DC resistivity near a nematic quantum critical point: Effects of weak disorder and acoustic phonons

Abstract We calculate the resistivity associated with an Ising-nematic quantum critical point in the presence of disorder and acoustic phonons in the lattice model. To perform this analysis, we use the memory-matrix transport theory, which has a crucial advantage compared to other methods of not relying on the existence of well-defined quasiparticles in the low-energy effective theory. As a result, we obtain that by including an inevitable interaction between the nematic fluctuations and the elastic degrees of freedom of the lattice (parametrized by the nemato-elastic coupling κ latt ), the resistivity ρ ( T ) of the system as a function of temperature obeys a universal scaling form described by ρ ( T ) ∼ T ln ( 1 ∕ T ) at high temperatures, reminiscent of the paradigmatic strange metal regime observed in many strongly correlated compounds.

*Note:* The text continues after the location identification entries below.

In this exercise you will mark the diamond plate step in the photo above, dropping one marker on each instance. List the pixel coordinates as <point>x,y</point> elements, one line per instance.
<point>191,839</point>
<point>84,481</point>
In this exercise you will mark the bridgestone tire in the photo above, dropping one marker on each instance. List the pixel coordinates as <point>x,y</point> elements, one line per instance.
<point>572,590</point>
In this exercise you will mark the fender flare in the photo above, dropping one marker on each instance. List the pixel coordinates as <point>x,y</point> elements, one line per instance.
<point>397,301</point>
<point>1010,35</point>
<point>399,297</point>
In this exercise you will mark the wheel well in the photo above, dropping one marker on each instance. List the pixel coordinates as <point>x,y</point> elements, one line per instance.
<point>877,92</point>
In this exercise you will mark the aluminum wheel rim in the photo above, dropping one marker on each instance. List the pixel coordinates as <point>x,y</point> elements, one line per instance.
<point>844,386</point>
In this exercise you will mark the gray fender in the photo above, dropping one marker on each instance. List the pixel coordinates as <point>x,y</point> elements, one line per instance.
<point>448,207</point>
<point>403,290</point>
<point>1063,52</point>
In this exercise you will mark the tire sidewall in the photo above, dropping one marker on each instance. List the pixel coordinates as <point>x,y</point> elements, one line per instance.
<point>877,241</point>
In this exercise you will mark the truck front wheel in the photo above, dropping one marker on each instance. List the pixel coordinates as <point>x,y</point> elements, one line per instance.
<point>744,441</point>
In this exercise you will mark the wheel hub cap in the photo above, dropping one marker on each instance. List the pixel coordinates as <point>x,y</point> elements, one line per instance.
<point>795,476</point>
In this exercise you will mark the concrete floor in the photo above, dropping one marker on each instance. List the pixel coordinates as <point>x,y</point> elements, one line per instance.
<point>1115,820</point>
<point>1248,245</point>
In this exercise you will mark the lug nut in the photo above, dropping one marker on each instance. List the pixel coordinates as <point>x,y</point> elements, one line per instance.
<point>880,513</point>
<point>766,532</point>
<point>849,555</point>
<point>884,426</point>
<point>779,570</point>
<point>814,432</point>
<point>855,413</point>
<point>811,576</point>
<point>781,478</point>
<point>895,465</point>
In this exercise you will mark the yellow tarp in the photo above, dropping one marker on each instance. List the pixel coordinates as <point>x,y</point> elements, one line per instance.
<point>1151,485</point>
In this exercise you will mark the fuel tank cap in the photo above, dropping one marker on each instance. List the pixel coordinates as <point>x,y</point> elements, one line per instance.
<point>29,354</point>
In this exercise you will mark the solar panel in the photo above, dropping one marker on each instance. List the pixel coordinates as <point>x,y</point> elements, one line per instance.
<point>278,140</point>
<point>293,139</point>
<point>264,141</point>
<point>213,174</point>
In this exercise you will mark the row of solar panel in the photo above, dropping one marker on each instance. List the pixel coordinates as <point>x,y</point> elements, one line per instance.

For a window of temperatures comparable with κ latt 3 ∕ 2 e F (where e F is the Fermi energy of the microscopic model), the system displays another regime in which the resistivity is consistent with a description in terms of ρ ( T ) ∼ T α , where the effective exponent roughly satisfies the inequality 1 ≲ α ≲ 2 . However, in the low-temperature limit (i.e., T ≪ κ latt 3 ∕ 2 e F ), the properties of the quantum critical state change in an important way depending on the types of disorder present in the system: It can either recover a Fermi-liquid-like regime described by ρ ( T ) ∼ T 2 or it could exhibit yet another non-Fermi liquid regime characterized by the scaling form ρ ( T ) − ρ 0 ∼ T 2 ln T (implying in the latter case that the system would display a Kondo-like upturn in the resistivity). From a broader perspective, our results emphasize the key role played by both phonon and disorder effects in the scenario of nematic quantum criticality and might be fundamental for addressing recent transport experiments in some iron-based superconductors.